Pero una situación en la que me veo especialmente afectada es en los autobuses que viajan de una ciudad a otra. La aparición de críos en el escenario es pavorosa. Significan, comúnmente, llantos, berrinches, vómitos, vocecitas chillonas que no encuentran descanso y cómo no, significan también funestas patadas al asiento.
Pero en lo que también se traduce la existencia de un infante viajero, y que es inconmensurablemente peor, es en un padre o madre que está histérico y que, a pesar de gritos y esfuerzos, no logra controlar a su descendencia. (¿Será directamente proporcional la histeria con la falta de control? Más aún: ¿es la histeria falta de control?) Qué gusto da ver a jefes de familia que de hecho consiguen disciplinar a sus hijos. Y qué gusto da, por supuesto, ver a niños jugando al muertito durante todo el trayecto.

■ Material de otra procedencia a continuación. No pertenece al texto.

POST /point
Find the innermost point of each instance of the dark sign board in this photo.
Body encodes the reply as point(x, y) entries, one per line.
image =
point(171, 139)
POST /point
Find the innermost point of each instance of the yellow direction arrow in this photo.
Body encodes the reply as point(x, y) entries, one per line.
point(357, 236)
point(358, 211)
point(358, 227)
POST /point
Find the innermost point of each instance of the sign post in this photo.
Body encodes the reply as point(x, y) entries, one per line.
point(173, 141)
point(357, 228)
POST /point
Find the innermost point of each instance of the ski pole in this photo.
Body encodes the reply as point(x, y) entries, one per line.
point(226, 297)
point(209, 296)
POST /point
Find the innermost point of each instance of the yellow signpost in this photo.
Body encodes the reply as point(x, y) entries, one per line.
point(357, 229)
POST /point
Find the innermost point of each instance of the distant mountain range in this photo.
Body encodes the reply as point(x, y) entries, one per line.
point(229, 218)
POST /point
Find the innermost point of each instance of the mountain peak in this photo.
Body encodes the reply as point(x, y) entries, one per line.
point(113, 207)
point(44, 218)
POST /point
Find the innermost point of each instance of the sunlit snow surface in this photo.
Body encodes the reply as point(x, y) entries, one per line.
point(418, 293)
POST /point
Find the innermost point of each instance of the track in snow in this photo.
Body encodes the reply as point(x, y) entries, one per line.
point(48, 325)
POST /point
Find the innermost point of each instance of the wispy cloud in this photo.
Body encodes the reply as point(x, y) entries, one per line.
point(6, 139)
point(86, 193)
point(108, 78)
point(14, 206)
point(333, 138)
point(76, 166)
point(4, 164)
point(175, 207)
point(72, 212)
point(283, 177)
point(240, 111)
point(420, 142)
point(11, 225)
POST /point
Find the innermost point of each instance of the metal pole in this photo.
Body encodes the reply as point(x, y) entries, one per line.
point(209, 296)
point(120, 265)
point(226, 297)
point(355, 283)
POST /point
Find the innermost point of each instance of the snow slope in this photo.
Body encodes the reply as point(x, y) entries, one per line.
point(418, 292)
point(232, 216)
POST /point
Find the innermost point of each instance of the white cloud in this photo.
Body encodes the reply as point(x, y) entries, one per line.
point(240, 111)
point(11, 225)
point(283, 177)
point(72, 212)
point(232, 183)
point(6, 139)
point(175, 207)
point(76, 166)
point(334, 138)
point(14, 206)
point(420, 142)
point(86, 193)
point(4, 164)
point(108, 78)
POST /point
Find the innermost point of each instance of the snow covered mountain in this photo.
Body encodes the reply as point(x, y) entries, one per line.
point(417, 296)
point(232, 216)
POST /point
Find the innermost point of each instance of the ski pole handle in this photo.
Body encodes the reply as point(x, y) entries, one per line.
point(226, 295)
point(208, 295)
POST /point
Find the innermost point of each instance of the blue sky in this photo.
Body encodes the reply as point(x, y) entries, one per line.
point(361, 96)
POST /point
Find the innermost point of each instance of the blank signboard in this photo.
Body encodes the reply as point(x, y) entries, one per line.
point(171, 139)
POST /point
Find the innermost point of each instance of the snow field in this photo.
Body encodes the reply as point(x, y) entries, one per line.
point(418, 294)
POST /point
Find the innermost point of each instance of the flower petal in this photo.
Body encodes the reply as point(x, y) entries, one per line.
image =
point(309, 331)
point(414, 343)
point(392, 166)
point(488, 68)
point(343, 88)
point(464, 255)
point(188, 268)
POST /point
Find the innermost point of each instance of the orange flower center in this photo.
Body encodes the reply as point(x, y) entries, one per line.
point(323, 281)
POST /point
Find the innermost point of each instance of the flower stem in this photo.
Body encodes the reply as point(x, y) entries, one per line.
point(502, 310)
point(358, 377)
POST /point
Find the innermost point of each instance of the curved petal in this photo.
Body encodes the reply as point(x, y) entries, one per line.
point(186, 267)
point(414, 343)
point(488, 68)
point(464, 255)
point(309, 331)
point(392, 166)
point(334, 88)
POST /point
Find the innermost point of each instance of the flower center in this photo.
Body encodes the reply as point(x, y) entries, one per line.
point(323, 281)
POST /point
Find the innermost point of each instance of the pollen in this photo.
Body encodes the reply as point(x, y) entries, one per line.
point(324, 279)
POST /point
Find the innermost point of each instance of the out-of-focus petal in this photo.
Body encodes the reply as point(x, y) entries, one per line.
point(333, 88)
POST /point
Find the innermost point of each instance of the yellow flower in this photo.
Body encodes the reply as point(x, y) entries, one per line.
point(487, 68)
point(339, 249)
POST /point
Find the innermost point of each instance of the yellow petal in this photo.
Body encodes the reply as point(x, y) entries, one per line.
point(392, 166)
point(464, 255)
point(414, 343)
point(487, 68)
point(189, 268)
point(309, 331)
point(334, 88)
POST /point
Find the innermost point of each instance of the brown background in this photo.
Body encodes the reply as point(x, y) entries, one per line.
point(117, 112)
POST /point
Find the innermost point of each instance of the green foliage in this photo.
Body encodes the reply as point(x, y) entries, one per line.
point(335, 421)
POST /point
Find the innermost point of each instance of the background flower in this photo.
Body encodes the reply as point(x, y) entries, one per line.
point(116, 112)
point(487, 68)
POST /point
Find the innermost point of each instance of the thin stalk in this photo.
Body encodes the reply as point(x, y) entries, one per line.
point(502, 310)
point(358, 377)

Ahora me encuentro viajando de un sitio a otro. Y mientras que pude haber hablado de la mujer sentada a mi lado, gorda y de brazos pozoleros que no consiguen quedarse pegados al tronco de su cuerpo y en cambio me propina codazos de vez en cuando, rubia de paquete de 35 pesos en Walmart y comedora compulsiva de galletas Emperador, no lo haré.
Simplemente le dedicaré todo mi desprecio al niño atrás de mí que sigilosa y efectivamente me esta fastidiando los riñones con sus pataditas castrosas. Los odio, niños de autobús. Los odio.